Simulation of orbiting bodies

Question

I am writing a computer program to simulate orbiting bodies such as planets and stars.

I wish to have a starting point in which a number of bodies are randomly scattered around a central heavy body. Each body (except the central one) is sent off at the correct orbiting velocity but in a random direction. I am using an x,y,z coordinate system. For each orbiting body, I can establish the starting position and orbiting velocity.

I want each orbiting body to start moving in a random direction (but on the right plane) for which I need to calculate the initial x, y and z velocity components. This bit I cannot figure out how to do. Does anyone have any suggestions?

Answer 1

Do I correctly restate your question as : "I want to get a vector of random orientation in the plane, but with a given magnitude" ? Then you should take an angle according to a uniform distribution in $[0, 2\pi)$, and then calculate $x$ and $y$ components with the magnitude you want to impose.

Answer 2

The task posed is to create the initial velocity as if the body under consideration was alone in the system with the fixed center of mass $M$ and has a circular orbit in a random plane. Of course this initial order will be beautifully destroyed in the first steps of the simulation.

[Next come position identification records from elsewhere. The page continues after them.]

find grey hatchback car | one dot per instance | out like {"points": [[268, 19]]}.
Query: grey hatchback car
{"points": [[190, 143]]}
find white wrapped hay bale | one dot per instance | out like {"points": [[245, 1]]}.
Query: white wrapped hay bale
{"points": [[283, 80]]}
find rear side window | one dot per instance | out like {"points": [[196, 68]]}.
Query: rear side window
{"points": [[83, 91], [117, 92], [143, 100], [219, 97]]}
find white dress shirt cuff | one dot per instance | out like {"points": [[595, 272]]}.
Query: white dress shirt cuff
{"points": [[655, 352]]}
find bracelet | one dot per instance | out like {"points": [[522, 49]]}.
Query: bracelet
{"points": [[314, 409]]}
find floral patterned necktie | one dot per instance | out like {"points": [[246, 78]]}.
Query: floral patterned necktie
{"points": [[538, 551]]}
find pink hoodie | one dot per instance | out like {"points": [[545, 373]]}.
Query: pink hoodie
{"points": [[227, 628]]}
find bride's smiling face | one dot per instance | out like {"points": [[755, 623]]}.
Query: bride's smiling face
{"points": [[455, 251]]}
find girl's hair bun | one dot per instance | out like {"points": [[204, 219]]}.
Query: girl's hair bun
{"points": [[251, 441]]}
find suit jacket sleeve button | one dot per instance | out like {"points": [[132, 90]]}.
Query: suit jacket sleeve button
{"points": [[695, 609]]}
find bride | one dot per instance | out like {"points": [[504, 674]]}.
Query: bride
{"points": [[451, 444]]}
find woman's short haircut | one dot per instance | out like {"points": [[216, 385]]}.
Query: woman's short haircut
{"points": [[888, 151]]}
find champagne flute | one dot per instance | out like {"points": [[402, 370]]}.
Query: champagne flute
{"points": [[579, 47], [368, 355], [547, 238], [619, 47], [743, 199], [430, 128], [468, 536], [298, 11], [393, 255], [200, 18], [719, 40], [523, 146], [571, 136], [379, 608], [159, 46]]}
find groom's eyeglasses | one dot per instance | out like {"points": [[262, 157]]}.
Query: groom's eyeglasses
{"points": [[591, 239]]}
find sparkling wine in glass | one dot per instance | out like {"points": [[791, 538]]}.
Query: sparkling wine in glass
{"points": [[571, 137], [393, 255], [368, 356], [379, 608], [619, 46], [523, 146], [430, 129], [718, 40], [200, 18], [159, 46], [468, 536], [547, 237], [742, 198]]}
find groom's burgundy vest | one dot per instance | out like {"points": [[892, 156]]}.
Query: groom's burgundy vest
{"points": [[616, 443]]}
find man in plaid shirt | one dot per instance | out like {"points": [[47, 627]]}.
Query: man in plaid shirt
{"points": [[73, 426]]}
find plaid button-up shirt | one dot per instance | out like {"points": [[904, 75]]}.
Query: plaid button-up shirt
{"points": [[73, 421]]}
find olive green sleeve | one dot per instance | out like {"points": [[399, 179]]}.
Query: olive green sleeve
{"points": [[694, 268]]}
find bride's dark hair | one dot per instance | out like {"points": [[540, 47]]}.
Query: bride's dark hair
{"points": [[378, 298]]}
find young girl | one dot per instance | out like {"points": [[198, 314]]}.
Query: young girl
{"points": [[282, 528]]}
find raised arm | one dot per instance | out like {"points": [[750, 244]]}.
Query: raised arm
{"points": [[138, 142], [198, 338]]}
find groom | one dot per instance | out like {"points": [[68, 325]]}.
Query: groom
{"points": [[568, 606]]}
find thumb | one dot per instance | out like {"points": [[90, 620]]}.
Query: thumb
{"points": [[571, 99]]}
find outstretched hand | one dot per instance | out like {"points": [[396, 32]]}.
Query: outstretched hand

For the randomly generated vector $\vec x_0=r\hat s$, $\|\hat s\|=1$, generate a likewise random, but normalized orthogonal vector $\hat n$. Then the operator $(\hat n\times)$ acts like a complex unit $J$, $J^2=-I$, in the plane orthogonal to $\hat n$. The circular orbit can thus be written as $$ \vec x(t)=e^{J\omega t}\vec x_0 $$ using the matrix exponential. Now insert into the gravity equation $$ -ω^2\vec x(t)=\ddot{\vec x}(t)=-GM\frac{\vec x(t)}{\|\vec x(t)\|^3} \\~\\ \implies ω=\sqrt{\frac{GM}{r^3}}. $$ This determination now can be translated into the initial velocity $$ \dot{\vec x}(t)=\omega J\vec x(t)\implies \color{blue}{\vec v_0=\sqrt{\frac{GM}{r^3}}(\hat n\times\vec x_0)}=\sqrt{\frac{GM}{r}}(\hat n\times\hat s) $$ The initial speed can be read off as $\|\vec v_0\|=ωr=\sqrt{\frac{GM}{r}}$.